正常乳管内壁光滑,毛细血管清晰可见,乳窦角周围表面粗糙,毛细血管扩张。乳管内乳头状瘤为黄色或红色的肿物,表面光滑,高低不平,突向管腔,或呈息肉样隆起(图2-218)。乳管癌表现为沿乳管纵行伸展,呈灰白色不规则隆起性病变,瘤体扁平,有时可见桥式结构,质脆,癌的先露部有充血,还有可能有点状出血(图2-219)。乳管镜发现乳窦角部边缘易出血,可能为乳管扩张症。

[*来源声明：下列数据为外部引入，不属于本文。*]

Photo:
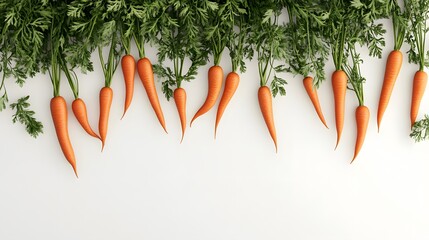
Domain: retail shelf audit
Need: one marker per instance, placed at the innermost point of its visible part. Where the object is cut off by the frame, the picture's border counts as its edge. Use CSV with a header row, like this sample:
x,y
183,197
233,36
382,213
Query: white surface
x,y
145,185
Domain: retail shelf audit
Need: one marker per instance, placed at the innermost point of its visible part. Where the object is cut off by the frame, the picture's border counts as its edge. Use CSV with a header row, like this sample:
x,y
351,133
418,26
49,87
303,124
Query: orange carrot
x,y
419,86
128,64
339,86
231,84
180,100
312,93
60,119
106,96
79,110
215,77
393,66
144,68
362,118
266,104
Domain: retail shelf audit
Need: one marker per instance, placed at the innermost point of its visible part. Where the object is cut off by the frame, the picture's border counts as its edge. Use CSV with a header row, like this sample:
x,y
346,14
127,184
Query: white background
x,y
145,185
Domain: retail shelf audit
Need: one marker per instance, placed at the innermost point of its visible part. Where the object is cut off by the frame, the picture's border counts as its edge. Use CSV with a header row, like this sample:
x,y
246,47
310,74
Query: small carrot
x,y
339,86
180,100
312,93
106,96
60,119
393,66
79,111
362,119
266,104
419,86
145,70
128,64
215,77
231,85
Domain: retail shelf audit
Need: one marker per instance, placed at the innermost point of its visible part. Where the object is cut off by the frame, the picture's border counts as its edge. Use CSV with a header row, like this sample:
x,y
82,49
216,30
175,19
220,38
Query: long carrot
x,y
128,64
231,84
419,86
393,66
339,87
106,96
362,119
215,77
266,104
312,93
180,100
145,70
60,119
79,111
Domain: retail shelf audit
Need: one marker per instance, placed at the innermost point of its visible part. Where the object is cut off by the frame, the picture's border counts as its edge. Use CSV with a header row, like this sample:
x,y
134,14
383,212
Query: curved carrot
x,y
60,119
128,64
266,104
180,100
231,84
79,111
215,77
362,119
419,86
312,93
339,86
393,66
144,68
106,96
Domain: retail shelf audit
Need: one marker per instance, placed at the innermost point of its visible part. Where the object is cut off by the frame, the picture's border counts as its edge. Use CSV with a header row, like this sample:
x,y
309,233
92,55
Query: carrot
x,y
79,111
266,104
419,86
339,86
128,64
231,84
215,77
312,93
60,119
393,66
362,118
144,68
180,100
106,96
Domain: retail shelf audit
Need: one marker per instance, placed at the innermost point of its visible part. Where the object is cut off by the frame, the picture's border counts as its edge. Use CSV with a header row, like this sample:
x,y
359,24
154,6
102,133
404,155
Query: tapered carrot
x,y
180,100
144,68
419,86
215,77
266,104
339,87
231,84
60,119
362,119
393,66
79,111
128,64
106,96
312,93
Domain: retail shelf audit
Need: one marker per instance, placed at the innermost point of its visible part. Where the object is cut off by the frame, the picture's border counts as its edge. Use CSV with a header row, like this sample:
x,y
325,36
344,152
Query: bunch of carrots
x,y
283,36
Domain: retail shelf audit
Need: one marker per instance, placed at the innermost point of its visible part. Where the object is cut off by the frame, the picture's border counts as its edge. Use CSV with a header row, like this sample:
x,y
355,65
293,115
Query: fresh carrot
x,y
266,104
145,70
128,64
79,111
312,93
231,84
60,119
419,86
106,96
362,118
180,100
215,77
339,86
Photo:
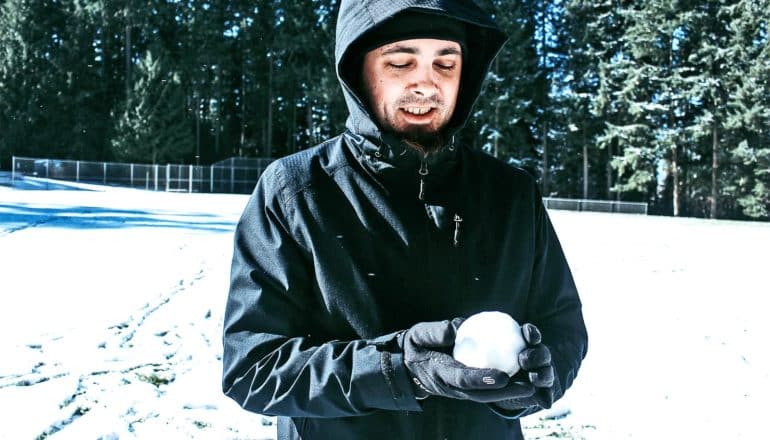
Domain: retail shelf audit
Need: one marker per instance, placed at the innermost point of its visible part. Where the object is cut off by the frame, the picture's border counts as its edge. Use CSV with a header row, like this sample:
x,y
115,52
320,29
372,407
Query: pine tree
x,y
748,117
152,126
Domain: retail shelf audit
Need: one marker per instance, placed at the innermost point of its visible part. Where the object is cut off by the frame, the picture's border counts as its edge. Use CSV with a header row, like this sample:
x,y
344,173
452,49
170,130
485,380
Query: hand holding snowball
x,y
495,340
433,371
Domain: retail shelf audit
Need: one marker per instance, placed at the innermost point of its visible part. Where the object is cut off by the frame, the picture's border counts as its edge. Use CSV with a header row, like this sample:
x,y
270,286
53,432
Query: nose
x,y
423,81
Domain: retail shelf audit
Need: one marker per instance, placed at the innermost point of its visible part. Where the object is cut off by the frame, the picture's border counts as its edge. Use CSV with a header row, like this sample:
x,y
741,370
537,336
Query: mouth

图2-218 乳管内乳头状瘤呈息肉样生长,使导管管腔梗阻
图2-219 由于病变引起出血
(四)乳管镜检查的并发症
1.乳管破裂
乳管破裂与乳腺导管内压力过大、光导纤维擦伤导管壁有关。临床表现为破裂导管处乳腺皮下气肿,有握雪感。纤维乳管镜下导管消失,无法继续检查。临床无特殊处理。乳管破裂发生率小于2%。
2.局部感染
表现为检查导管相应区域乳腺组织的炎症改变,发生率小于2%。可应用抗菌药物控制感染。
(五)应用前景
乳管镜的应用范围相当广泛。可以直接进入观察乳腺导管系统而用于诊断和治疗干预,这在以往是做不到的。目前研究重点在于导管镜检查同时进行活组织检查和切除技术。将来有可能通过乳管镜切除良性病变或癌前病变,而不必行手术切除。